Comme le rappelle le quotidien français Le Monde, Edgar Morin a dédié son existence à la réflexion, restant inlassablement à l’écoute de l’Histoire et en prise directe avec les tumultes du XXe siècle. Il s’est ainsi attaché à relier différents champs du savoir pour développer sa "pensée complexe".
Cet intellectuel, ancien membre de la Résistance française et profond humaniste, défenseur d’un "réveil des consciences", est né le 8 juillet 1921 à Paris au sein d’une famille juive originaire de Salonique. Ses premiers instants furent suspendus entre la vie et la mort.
Sa mère avait caché à son mari que l’accouchement lui était médicalement déconseillé, en raison d’une cardiopathie contractée lors de la terrible grippe espagnole de 1917. Contre toute attente, la mère et l’enfant survécurent. Malheureusement, la jeune femme mourut d’un infarctus le 26 juin 1931, peu avant que le petit Edgar ne fête ses 10 ans.
Engagé dans la politique dès son plus jeune âge, il prit part à la Résistance française contre l’occupation nazie. C’est à cette époque qu’il troqua son patronyme, Nahoum, pour celui qui le rendra célèbre, Morin, notamment pour échapper aux persécutions antisémites.
La pensée complexe, dont on entend souvent parler (pas toujours à bon escient), naît de sa conviction profonde qu’il faut dépasser la vision cartésienne (que l’on pourrait qualifier de "bidimensionnelle") pour affronter la réalité d’un monde toujours plus interconnecté.

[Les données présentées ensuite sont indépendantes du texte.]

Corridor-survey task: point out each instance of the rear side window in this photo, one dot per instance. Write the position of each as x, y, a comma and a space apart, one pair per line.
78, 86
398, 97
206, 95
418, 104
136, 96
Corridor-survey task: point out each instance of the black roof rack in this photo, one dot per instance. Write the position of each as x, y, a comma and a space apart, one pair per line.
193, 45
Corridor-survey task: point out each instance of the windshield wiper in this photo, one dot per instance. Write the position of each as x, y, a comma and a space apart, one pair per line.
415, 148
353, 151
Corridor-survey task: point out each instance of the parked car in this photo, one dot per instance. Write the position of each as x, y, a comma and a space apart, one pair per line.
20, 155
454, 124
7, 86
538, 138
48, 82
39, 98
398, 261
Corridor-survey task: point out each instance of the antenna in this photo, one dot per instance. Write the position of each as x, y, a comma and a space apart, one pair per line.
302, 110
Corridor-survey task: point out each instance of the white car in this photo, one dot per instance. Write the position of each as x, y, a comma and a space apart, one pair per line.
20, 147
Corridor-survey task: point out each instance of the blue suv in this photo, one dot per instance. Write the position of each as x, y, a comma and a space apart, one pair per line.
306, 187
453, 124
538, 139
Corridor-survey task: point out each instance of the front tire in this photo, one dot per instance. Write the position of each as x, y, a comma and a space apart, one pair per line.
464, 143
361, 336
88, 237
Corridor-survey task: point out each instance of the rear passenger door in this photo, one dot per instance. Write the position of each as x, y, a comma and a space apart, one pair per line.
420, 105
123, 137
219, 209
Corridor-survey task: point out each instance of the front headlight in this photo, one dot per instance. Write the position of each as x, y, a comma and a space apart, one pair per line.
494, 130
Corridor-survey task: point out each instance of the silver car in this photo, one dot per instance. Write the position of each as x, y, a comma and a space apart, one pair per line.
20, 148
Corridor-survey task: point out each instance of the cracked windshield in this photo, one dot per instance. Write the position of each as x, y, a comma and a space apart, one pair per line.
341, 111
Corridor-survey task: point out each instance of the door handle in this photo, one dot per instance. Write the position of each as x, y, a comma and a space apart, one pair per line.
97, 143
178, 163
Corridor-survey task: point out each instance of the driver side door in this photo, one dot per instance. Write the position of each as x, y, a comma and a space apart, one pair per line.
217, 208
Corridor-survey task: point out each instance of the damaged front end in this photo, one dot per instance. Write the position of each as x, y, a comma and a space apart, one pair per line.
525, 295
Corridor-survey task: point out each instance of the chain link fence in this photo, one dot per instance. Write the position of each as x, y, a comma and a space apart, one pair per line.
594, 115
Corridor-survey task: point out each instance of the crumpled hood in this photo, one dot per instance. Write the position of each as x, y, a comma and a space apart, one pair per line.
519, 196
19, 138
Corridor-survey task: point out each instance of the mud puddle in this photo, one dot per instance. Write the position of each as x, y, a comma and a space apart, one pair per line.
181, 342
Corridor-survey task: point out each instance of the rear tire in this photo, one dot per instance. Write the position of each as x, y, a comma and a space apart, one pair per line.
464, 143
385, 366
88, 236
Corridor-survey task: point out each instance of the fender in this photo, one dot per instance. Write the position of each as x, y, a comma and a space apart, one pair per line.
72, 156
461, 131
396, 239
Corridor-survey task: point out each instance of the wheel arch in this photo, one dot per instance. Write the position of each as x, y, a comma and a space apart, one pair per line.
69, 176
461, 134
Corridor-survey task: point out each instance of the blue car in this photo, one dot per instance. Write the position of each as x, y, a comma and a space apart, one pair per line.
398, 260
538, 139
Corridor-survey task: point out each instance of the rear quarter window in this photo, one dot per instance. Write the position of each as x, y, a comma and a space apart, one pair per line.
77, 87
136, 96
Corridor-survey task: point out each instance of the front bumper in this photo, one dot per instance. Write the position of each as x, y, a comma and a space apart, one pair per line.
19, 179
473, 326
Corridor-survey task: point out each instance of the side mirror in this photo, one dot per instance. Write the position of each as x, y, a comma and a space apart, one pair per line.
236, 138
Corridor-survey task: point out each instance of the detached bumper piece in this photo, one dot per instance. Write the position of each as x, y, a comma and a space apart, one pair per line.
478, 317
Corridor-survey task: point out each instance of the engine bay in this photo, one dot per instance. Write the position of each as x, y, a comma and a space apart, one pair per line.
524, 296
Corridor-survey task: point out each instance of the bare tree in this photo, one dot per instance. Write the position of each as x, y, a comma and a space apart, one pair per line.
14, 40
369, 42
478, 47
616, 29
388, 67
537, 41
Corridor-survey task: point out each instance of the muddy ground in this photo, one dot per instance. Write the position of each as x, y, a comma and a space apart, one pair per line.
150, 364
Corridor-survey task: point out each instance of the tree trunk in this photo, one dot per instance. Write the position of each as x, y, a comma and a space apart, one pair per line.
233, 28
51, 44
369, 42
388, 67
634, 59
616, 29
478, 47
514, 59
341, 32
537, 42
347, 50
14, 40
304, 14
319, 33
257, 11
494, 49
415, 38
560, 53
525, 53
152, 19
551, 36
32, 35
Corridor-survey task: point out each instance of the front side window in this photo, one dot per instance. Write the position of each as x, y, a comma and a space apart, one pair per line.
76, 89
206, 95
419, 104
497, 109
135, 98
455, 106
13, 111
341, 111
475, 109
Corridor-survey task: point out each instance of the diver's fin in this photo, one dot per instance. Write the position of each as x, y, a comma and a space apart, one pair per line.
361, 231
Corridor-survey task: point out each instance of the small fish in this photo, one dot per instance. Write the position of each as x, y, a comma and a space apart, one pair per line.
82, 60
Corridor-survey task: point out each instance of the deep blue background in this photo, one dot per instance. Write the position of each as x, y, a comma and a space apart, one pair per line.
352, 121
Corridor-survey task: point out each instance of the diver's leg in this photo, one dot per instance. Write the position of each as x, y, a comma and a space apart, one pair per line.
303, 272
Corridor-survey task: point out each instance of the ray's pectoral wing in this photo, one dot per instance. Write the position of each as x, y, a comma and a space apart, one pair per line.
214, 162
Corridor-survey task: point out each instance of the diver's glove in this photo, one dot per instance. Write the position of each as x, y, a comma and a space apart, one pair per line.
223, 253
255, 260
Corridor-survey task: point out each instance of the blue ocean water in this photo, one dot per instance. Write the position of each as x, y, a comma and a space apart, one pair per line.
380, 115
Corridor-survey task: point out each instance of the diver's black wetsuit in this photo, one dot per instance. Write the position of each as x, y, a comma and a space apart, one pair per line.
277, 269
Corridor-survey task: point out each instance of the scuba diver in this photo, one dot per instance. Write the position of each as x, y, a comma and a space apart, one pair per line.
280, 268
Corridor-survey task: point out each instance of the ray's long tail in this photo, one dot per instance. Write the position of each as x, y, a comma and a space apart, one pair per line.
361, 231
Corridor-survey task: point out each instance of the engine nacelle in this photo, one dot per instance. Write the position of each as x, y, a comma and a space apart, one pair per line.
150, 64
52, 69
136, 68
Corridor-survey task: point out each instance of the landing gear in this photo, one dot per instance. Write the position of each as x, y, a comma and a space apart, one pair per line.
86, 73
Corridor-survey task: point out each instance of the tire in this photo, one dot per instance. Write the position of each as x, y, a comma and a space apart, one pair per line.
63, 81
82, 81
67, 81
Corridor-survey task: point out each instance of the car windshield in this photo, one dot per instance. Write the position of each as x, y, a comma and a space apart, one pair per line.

D’où sa proposition d’une vision de la connaissance (précisément complexe), capable d’embrasser les phénomènes sociaux, culturels et scientifiques. En d’autres termes, une manière d’éduquer à la vie, capable de nous mener véritablement vers l’émergence d’un citoyen du monde, d’une communauté mondiale et d’une vision planétaire où prévalent l’identité terrestre et la compréhension de l’humanité.
Utopie ? Peut-être, mais, comme l’a écrit l’écrivain et journaliste uruguayen Eduardo Galeano :
“Elle est à l’horizon. Je fais deux pas, elle recule de deux pas. Je marche dix pas et l’horizon s’éloigne de dix pas. J’ai beau marché, je ne la rejoindrai jamais. À quoi sert l’utopie ? Elle sert précisément à ça : à marcher.”
Merci, Edgar, que la terre te soit légère.